生物學講話 丘淺次郎 第九章 生殖の方法 サナダムシとジストマ
「さなだむし」では一節毎に雌と雄との生殖器官が一組づつ揃つてあるが、雙方ともに種々の部分から成り頗る複雜である。生殖器の體外に續く穴はたゞ一個であるが、は直に二本の管に分かれて居る。即ち一方は輸精管の續きで、出口に管狀の交接器を具へ、他の方は交接の際に相手から精蟲の入り來たる膣であつて、その先は輸卵管・殼腺・子宮などに連絡して居る。

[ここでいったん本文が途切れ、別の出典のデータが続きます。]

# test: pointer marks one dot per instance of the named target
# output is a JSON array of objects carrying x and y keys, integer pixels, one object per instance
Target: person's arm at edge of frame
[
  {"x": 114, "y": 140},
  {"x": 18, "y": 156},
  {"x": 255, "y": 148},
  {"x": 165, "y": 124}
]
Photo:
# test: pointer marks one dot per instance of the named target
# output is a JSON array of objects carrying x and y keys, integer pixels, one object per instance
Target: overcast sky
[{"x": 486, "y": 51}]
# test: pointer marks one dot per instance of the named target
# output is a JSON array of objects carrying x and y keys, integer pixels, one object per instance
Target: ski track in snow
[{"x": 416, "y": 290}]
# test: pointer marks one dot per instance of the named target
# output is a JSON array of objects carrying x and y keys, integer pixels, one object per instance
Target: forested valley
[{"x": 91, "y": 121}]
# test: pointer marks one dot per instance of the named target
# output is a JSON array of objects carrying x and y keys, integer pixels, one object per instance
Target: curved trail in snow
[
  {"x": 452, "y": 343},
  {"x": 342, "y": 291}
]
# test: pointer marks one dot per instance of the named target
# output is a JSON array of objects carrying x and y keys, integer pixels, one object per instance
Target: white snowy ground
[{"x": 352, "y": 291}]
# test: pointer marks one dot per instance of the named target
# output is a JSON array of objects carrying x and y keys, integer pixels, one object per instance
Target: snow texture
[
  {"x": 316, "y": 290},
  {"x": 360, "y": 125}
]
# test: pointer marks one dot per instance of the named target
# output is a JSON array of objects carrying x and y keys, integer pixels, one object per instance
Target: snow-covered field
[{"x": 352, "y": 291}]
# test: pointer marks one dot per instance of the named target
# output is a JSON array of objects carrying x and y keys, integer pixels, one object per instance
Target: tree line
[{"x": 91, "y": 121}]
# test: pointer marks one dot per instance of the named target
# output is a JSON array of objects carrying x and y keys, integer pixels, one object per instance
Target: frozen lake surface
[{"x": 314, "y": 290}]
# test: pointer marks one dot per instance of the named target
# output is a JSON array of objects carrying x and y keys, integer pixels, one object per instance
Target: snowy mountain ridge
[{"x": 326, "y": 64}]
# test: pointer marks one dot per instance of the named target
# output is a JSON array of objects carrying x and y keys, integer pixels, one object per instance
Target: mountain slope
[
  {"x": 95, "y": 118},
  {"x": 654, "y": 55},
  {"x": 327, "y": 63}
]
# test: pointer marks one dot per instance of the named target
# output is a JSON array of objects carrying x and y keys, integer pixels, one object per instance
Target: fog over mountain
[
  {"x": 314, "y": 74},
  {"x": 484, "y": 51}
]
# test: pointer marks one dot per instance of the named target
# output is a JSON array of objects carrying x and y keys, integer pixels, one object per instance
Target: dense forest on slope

それ故「さなだむし」では生殖器の出口を閉ぢ、自身の輸精管から自分の膣に精蟲を移して卵を産むことが出來ぬこともない。しかし特に交接器を具えて居る所から考へると、相手を求めて精蟲を交換するのが常であって、自分一個の體内で自分の卵細胞と精蟲とを出遇はせるのは恐らく止むを得ぬ場合に限ることであらう。肝臟や肺臟に寄生する「ヂストマ」の類も、生殖器の構造は「さなだむし」と大同小異であるから、これも恐らく相手を求めて精蟲を遣り取りするのが常であらう。
[やぶちゃん注:サナダムシの生殖に関しては私の尊敬する寄生虫学者藤田紘一郎氏の「恋する寄生虫」(講談社プラスアルファ文庫二〇〇一年刊)に詳細を極める。是非、御一読あれ。]